For my non-fiction book I chose to read "The Diary of a Young Girl--Anne Frank."  Anne Frank was a little Jewish girl who lived during the Holocaust. She started her journal June 12, 1942. By July 10th her family had moved to a very small secret annex in Anne's Father's workshop. It was strange to read this book and comprehend that everything that she talked about actually happened.  Many times Anne would act as a child. Running to her parents bed when gun shots and bombings could be heard. But who could blame her?  She was thirteen years old. But surprisingly, she also many times acted as an adult. She was a very stubborn person and maybe that is what made her stand up to the adults in the little annex. I cannot imagine living at a time of such horror. The saddest parts of this diary were when Anne learned of what happened to her Jewish friends and neighbors. And when she learned about the gas chambers. "Perhaps that's the quickest way to die."
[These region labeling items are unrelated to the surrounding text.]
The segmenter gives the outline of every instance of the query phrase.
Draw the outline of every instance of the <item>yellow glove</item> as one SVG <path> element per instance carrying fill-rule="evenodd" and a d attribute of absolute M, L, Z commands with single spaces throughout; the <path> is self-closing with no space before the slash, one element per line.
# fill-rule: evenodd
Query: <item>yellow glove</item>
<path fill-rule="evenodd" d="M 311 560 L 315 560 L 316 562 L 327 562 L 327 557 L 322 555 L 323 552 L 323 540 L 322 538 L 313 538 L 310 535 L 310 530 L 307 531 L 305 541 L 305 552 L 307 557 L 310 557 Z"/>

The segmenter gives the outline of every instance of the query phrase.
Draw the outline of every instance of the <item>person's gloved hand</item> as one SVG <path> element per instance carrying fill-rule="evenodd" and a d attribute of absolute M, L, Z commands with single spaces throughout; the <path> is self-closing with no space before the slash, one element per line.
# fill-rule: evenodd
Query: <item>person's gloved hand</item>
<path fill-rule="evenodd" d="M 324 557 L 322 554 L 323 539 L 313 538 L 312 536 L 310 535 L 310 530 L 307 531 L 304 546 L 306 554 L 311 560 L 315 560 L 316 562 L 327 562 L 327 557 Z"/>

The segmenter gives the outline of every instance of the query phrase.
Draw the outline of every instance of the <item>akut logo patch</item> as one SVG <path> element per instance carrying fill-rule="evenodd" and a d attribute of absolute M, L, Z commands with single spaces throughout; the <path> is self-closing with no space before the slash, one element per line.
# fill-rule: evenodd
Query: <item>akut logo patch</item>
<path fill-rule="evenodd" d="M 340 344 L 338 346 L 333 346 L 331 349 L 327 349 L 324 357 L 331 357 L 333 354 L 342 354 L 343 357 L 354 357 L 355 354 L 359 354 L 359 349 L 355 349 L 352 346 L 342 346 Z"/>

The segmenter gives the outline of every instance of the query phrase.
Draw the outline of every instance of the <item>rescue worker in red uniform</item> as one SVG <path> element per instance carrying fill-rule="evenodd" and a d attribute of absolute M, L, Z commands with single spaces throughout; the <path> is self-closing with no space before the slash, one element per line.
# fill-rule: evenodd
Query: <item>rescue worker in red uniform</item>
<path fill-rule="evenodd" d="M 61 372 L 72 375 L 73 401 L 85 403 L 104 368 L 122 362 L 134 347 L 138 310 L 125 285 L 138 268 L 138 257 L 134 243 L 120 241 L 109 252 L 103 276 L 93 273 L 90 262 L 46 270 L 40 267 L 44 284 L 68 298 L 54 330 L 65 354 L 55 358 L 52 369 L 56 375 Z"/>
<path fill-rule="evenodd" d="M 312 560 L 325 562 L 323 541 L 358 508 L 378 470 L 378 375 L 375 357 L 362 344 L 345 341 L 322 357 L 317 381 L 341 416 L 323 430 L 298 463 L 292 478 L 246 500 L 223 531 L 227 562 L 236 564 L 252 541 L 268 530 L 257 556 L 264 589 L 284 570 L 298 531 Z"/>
Another thing that became obvious to me, as time went on in her journal, was that I could see that Anne was maturing. "As long as you can look fearlessly at the sky, you'll know that you're pure within and will find happiness once more." She said these words when she was falling in love with Peter, one of the Van Daans, who was also in the safe annex.

On Tuesday, August 1, 1944 Anne Frank wrote her last diary entry. Three days later the eight people living in the Annex were arrested along with two of their helpers. Hermann was gassed to death shortly before the gas chambers were dismantled. Peter was forced to take part in the death march were he died three days before the camp was liberated. Margot and Anne died the winter the typhus epidemic broke out within days of each other. First Margot, then Anne. That spring the camp was liberated. "The bodies of both girls were probably dumped in Bergen-Belson's mass graves." "Otto Frank was the only one of the eight to survive the concentration camps."   "...he devoted himself to sharing the message of his daughter's diary with people all over the world."   

All of them were so close to surviving, it's truly heartbreaking. Anne Frank is a legend. And through words and stories her legend lives on.